If one does develop PTSD, it can have many varied symptoms. There may be intrusive symptoms, such as unwanted memories, dreams, dissociation, feeling very upset when exposed to triggers, or bodily reaction when exposed to triggers. PTSD also typically involves avoidance of thoughts/feelings/memories of the trauma and avoidance of reminders of the trauma. PTSD is associated with changes in thinking, so that the person may not remember parts of the trauma, may have negative beliefs about self/others/world and the future, and may develop unhelpful ways of understanding why the trauma happened and what its consequences are. There may be emotional changes such as being in a state of horror/anger/guilt/shame, having less interest in activities, feeling detached from others, and finding it hard to feel positive emotions. Finally, there can be changes in level of arousal, so that there is increased irritability, angry outbursts, dangerous behavior, hypervigilance, startle response, difficulty concentrating, and/or difficulty sleeping.

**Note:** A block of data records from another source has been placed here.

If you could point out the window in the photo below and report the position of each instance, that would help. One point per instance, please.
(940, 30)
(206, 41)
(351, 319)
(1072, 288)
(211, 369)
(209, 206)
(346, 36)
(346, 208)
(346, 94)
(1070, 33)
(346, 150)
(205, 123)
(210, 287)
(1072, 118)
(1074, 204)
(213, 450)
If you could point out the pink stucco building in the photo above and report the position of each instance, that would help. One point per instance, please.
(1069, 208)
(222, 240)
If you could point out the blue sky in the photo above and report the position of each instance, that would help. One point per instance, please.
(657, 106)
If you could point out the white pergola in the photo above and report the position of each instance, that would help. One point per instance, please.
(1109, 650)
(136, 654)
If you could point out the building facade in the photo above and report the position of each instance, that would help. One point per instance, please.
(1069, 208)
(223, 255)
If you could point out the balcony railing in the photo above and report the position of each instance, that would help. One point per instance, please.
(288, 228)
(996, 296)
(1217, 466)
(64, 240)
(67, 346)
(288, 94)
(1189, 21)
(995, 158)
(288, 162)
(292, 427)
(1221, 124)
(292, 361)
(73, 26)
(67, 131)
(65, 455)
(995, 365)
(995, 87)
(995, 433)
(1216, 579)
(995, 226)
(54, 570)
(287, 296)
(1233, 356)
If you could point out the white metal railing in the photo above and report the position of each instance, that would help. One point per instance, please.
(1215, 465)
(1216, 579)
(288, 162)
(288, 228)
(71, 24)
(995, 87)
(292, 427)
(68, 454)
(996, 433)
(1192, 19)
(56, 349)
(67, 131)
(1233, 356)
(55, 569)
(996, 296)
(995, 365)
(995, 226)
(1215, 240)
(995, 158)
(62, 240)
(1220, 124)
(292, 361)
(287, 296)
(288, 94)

Some clinicians also delineate a special category of PTSD called Complex PTSD or C-PTSD. This refers to trauma that occurs repeatedly and cumulatively. Typical examples are child abuse or intimate partner abuse/violence. There are several symptoms that are specific to C-PTSD: difficulty regulating emotion, amnesia or dissociation, feelings of guilt and worthlessness, taking on beliefs of the perpetrator, unstable relationships, psychosomatic medical issues, and belief that it will be impossible to find someone who understands.
HOW CAN PTSD BE TREATED?
There are several treatments that have been developed for PTSD. In my practice, I used CPT, or Cognitive Processing Therapy. This is a form of Cognitive Behavioral Therapy (CBT), that pays special attention to the cognitive, or thought-related, component of the trauma response. Cognitive Processing Therapy is an evidence-based treatment.

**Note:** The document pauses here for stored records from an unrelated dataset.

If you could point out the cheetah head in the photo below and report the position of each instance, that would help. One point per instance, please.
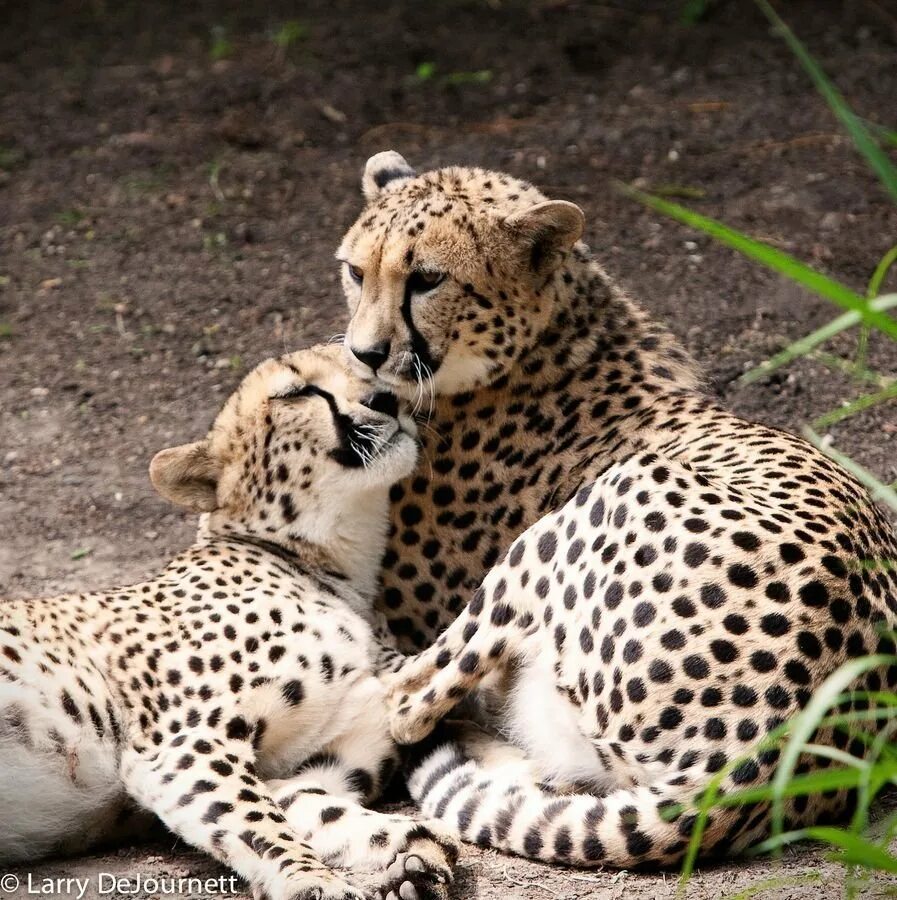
(449, 274)
(302, 450)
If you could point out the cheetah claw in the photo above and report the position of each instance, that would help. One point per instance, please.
(417, 875)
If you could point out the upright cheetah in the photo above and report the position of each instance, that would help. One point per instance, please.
(681, 580)
(235, 695)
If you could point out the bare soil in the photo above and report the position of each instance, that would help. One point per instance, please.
(167, 219)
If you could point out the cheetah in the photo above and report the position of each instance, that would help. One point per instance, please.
(235, 695)
(654, 584)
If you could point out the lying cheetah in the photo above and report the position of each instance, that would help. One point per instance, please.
(235, 694)
(684, 579)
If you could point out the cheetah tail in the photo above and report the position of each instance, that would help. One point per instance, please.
(494, 806)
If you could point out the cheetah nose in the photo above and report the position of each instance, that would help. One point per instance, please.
(373, 356)
(383, 402)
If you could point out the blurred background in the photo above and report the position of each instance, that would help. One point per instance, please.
(174, 179)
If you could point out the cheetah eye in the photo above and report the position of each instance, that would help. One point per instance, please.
(295, 392)
(421, 281)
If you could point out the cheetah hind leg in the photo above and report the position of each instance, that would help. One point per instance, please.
(324, 802)
(428, 686)
(416, 857)
(206, 791)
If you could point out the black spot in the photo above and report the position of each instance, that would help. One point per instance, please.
(331, 814)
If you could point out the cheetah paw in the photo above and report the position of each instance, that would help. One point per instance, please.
(411, 716)
(423, 871)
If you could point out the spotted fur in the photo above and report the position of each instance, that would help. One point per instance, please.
(663, 584)
(235, 695)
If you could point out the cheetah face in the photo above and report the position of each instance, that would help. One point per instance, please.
(302, 440)
(447, 274)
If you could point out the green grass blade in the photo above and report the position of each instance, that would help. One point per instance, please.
(805, 345)
(799, 785)
(865, 143)
(772, 258)
(805, 724)
(855, 406)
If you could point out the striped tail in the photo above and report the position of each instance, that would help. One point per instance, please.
(498, 806)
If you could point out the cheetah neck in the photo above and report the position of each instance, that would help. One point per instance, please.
(341, 544)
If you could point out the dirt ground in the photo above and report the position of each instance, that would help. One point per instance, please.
(174, 179)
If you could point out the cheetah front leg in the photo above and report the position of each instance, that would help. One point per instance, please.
(323, 802)
(206, 791)
(494, 628)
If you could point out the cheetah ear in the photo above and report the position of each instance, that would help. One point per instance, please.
(382, 168)
(187, 476)
(549, 230)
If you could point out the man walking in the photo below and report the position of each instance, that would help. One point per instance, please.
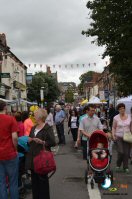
(59, 121)
(8, 154)
(87, 126)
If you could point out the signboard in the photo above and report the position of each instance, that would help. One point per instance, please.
(5, 75)
(2, 90)
(106, 92)
(101, 95)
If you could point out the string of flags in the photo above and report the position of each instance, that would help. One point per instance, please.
(63, 65)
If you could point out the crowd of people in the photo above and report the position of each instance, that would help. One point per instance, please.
(37, 126)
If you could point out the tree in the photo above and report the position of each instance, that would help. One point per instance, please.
(51, 90)
(111, 26)
(87, 77)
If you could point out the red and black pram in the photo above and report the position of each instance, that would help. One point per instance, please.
(99, 168)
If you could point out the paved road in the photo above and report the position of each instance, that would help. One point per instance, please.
(68, 181)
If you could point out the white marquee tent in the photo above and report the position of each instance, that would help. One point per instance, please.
(127, 101)
(95, 100)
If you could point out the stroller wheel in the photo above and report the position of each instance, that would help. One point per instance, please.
(86, 177)
(110, 175)
(92, 184)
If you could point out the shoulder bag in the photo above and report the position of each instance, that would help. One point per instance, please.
(44, 163)
(127, 137)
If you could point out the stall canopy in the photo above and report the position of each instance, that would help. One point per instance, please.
(127, 101)
(16, 101)
(84, 102)
(95, 100)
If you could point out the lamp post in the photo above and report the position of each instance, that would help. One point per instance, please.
(42, 97)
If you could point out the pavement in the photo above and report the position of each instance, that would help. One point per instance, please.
(68, 181)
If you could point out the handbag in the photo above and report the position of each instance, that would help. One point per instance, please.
(44, 163)
(127, 137)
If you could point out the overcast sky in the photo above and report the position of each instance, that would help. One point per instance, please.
(49, 32)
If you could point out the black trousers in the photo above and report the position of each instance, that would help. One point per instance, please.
(74, 133)
(40, 186)
(60, 133)
(84, 145)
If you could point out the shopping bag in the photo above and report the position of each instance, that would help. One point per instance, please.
(44, 163)
(127, 137)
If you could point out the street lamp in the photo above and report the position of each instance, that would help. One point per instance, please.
(42, 96)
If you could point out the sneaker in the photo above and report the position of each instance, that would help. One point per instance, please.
(126, 170)
(118, 168)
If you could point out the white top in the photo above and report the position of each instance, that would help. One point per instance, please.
(49, 119)
(120, 126)
(74, 122)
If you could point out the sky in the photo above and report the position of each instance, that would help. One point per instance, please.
(48, 32)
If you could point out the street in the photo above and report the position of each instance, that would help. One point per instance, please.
(68, 181)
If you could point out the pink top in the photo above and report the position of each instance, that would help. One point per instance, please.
(21, 131)
(28, 124)
(120, 126)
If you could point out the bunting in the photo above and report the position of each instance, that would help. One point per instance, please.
(64, 65)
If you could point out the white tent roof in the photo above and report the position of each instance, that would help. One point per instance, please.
(95, 100)
(127, 101)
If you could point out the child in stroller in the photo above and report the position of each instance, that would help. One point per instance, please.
(98, 159)
(99, 153)
(22, 151)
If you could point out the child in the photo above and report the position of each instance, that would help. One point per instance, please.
(99, 153)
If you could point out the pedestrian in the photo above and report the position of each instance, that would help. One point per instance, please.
(73, 124)
(121, 124)
(112, 113)
(87, 126)
(59, 121)
(8, 154)
(28, 123)
(49, 120)
(41, 135)
(18, 117)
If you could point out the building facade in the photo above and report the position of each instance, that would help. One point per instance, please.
(12, 74)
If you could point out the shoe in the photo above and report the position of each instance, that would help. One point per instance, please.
(118, 169)
(126, 170)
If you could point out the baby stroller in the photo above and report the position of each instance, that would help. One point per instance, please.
(99, 168)
(24, 181)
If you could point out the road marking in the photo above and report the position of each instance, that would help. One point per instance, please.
(93, 193)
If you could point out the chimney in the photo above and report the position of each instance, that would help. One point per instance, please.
(48, 70)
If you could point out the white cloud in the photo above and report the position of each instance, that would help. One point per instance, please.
(49, 32)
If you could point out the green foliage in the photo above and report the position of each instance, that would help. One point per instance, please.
(51, 90)
(85, 77)
(69, 96)
(112, 26)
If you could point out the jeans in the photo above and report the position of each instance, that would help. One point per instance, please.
(9, 168)
(60, 132)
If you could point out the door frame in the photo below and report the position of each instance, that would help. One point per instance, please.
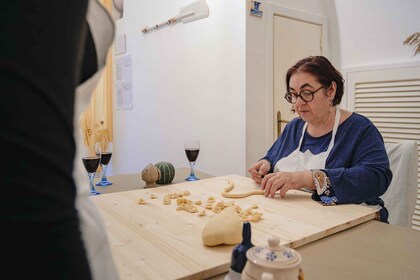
(271, 11)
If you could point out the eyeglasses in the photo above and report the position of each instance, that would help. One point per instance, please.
(306, 95)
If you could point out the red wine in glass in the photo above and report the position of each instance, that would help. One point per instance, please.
(192, 149)
(91, 163)
(91, 159)
(106, 154)
(192, 154)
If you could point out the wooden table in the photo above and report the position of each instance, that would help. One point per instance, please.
(372, 250)
(154, 241)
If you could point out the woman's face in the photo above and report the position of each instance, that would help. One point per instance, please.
(317, 110)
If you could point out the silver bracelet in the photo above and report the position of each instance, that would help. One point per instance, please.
(321, 181)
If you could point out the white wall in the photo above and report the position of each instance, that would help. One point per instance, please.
(188, 80)
(208, 78)
(372, 31)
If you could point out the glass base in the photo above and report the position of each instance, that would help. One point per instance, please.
(104, 183)
(92, 192)
(191, 178)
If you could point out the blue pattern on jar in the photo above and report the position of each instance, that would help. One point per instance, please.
(271, 256)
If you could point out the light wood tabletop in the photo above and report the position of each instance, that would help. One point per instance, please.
(370, 250)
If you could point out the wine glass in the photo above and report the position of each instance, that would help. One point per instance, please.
(192, 149)
(106, 153)
(91, 158)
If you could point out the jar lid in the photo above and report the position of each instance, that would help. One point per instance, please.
(274, 255)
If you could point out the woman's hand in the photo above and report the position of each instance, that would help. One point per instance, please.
(259, 170)
(284, 181)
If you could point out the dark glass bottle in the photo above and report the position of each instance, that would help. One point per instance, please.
(239, 259)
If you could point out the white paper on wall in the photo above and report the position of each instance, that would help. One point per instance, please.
(123, 83)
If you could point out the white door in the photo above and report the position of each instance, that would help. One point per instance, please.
(293, 39)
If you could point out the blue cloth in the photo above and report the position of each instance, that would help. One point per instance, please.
(358, 165)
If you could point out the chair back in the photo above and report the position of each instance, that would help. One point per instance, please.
(400, 198)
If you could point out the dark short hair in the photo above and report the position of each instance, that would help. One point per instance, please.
(324, 72)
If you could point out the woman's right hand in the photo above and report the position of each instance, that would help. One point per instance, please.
(259, 170)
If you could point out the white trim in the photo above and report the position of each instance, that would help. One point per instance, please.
(271, 10)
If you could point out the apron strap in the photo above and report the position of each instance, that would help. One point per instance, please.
(336, 123)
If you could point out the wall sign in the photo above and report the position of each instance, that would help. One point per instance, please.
(256, 9)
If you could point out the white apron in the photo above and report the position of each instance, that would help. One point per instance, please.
(298, 161)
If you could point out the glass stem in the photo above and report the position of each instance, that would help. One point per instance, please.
(104, 172)
(92, 185)
(192, 164)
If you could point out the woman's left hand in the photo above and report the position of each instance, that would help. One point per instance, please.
(284, 181)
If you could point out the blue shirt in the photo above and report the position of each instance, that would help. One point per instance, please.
(358, 165)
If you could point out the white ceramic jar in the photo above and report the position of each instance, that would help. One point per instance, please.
(272, 262)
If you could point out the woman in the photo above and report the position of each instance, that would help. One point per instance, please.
(100, 35)
(337, 154)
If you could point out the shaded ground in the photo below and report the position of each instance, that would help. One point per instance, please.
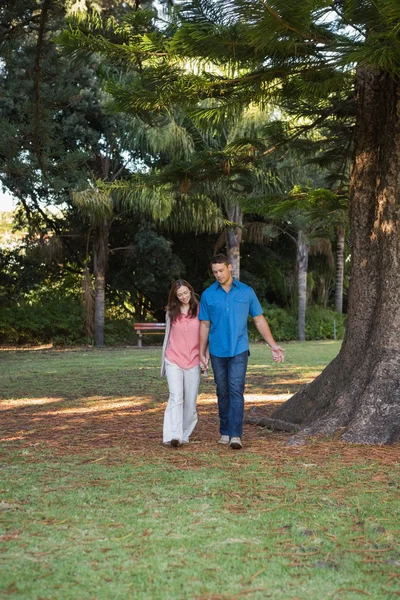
(133, 424)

Many of the cognitive (thought-related) symptoms of PTSD involve a disturbance in processing the trauma. Someone who experiences a trauma may wonder: why did the trauma happen to me? And now that it’s happened, what does that mean about people in general? What does it mean about the world, and its level of safety? In PTSD, the answers the person has to these questions often stand in the way of being able to move on or “file away” the trauma. Typically, those with PTSD believe that they are to blame, that there was something they could have done to prevent the trauma from happening. They may believe that the traumatic event demonstrates that the world is a dangerous place, that nobody can be trusted, that healthy relationships are impossible. It is understandable that these beliefs can form in response to the trauma. However, these beliefs can stand in the way of living a fulfilling life in the years after a trauma. Therefore, CPT aims to help modify these beliefs so that moving on can become possible. CPT specifically addresses beliefs about whether the world is a safe place, whether a person has control over his/her own life, whether close relationships are possible, whether people can be trusted, and self-esteem/self-worth.
Other evidence-based treatments for PTSD are Prolonged Exposure (another offshoot of CBT, this one more focused on behavioral exposure work) and EMDR – Eye Movement Desensitization Therapy.
The research on treatment for Complex PTSD is mixed. Some have concluded that it is important to begin with focusing on safety, regulating emotions, and basic self-care before delving into trauma treatment. Others begin with trauma therapy at a typical pace. The best approach is likely person-centered, so that the patient and therapist determine together the patient’s readiness for engagement in trauma processing and collaboratively discuss whether there are life circumstances that are preventing possible engagement with treatment.